DaveS · April 8, 2014, 9:56pm

taking just the first two E6 A1 or reversed (A1 E6) both are UTF8 characters… but NOT any thing used in the ENGLISH language
neither is ASCII (as they exceed 0x7F) abd tge same holds true for UTF16

Do you have an idea of what it SHOULD be saying?
Or can you create a record with a KNOWN phrase and post ITS result?

Nathan_Wright · April 8, 2014, 10:01pm

Yes I put the text in the field using MS Management Studio and the text says “This is a test for the notes.”

Varchars work fine but this is a VARCHAR(MAX) which is the recommended these days instead of using a TEXT field type.

Nathan_Wright · April 8, 2014, 10:08pm

Have just done another test and created another field in the same table but this time created it as NVARCHAR(MAX) and it decodes perfectly in Xojo so it would appear that it is specifically an issues with VARCHAR(MAX) as VARCHAR and NVARCHAR without the MAX also work fine.

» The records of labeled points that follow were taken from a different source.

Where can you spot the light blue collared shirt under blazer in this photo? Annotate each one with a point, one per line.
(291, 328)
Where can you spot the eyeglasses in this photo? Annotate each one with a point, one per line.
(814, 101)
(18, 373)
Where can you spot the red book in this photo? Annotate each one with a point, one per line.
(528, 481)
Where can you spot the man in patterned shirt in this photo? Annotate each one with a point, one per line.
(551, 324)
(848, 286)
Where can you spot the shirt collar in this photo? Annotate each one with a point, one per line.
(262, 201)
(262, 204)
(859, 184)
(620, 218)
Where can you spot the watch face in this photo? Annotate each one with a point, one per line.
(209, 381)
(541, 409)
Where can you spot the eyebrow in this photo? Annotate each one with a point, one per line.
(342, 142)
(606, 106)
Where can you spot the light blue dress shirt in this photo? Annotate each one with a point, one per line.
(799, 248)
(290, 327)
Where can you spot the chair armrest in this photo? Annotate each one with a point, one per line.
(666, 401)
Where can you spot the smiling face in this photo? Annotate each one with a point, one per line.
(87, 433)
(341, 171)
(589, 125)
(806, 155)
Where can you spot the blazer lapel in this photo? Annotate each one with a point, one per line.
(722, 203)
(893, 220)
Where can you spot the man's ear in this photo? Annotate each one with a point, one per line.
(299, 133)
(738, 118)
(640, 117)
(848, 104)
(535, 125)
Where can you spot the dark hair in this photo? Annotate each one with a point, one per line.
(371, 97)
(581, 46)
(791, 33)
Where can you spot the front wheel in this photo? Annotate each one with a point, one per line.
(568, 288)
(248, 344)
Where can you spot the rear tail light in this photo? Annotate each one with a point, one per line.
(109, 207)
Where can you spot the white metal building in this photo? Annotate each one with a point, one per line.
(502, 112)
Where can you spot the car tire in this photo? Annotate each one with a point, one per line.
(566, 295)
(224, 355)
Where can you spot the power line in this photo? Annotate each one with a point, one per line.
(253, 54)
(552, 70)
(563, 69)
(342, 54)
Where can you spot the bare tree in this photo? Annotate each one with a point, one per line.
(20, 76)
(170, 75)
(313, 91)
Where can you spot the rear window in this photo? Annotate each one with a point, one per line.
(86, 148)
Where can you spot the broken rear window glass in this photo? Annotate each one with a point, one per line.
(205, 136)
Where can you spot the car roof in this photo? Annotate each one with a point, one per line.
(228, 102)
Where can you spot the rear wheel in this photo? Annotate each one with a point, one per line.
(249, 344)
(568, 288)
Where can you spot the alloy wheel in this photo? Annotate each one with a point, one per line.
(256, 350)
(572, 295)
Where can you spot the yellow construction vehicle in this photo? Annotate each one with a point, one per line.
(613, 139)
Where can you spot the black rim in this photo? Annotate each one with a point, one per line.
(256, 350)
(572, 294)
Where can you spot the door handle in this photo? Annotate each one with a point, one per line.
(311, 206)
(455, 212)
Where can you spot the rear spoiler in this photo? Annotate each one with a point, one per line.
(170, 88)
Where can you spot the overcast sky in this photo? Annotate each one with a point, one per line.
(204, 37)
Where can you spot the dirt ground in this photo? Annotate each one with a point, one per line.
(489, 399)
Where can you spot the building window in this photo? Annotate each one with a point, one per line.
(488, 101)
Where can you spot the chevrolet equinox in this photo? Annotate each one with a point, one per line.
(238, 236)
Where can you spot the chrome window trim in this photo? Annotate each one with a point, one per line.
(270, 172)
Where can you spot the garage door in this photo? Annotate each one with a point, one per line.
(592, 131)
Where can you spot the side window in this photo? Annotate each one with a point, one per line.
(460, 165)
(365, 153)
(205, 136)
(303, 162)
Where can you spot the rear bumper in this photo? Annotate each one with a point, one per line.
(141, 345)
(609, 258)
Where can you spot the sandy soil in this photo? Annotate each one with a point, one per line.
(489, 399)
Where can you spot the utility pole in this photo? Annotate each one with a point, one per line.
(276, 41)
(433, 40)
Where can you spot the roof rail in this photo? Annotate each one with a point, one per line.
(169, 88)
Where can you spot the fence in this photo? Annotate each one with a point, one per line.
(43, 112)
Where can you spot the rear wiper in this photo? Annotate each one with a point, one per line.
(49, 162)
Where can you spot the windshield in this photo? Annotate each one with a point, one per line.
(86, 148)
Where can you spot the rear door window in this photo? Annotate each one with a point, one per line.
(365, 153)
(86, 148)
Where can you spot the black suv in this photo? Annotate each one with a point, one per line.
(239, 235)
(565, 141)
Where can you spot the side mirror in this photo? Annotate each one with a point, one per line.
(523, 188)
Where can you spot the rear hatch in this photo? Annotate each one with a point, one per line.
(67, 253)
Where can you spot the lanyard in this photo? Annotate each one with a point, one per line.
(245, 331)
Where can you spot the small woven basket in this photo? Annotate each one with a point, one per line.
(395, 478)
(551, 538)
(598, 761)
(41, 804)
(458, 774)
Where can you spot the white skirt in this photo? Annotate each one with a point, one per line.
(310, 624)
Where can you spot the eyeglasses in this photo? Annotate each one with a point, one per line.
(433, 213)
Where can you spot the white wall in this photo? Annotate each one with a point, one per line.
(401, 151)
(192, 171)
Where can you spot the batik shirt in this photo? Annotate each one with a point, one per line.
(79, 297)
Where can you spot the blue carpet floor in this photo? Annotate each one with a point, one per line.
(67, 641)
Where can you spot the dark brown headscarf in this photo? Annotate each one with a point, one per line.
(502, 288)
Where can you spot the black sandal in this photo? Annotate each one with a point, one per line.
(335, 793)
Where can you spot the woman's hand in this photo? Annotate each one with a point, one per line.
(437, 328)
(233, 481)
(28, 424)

Norman_P · April 8, 2014, 11:01pm

Nvarchar is wide chars, I believe, capable of handling UTF (reading various MSDN docs it seems like its UCS2 - also usually referred to as UTF-16)
Varchar is single byte encodings only - I expect that’s probably latin1 (or windows 1252 )

Nathan_Wright · April 8, 2014, 11:06pm

I have tried both of those and in fact all of them in the debugger encoding options and non of them work, in fact and version of UTF-32 causes Xojo to crash under Windows 8.1 and trashes the plugin cache which needs to be deleted and rebuild.

Wayne_Golding · April 9, 2014, 12:12am

Known & verified bug. <https://xojo.com/issue/30780>

Nathan_Wright · April 9, 2014, 1:30pm

Brilliant, thanks Wayne. I did try looking in the Feedback system but obviously used wrong criteria. Do Xojo update the case when the issue has been fixed by the developers?

Eli_Ott · April 9, 2014, 2:36pm

SQL_Latin1_General_CP1_CI_AS means:

CP1: CodePage 1 -> Code page 1252
CI: Case insensitive
AS: Accent sensitive ( <> a)

Wayne_Golding · April 9, 2014, 7:37pm

Yes, but it won’t be available until it’s in a release note.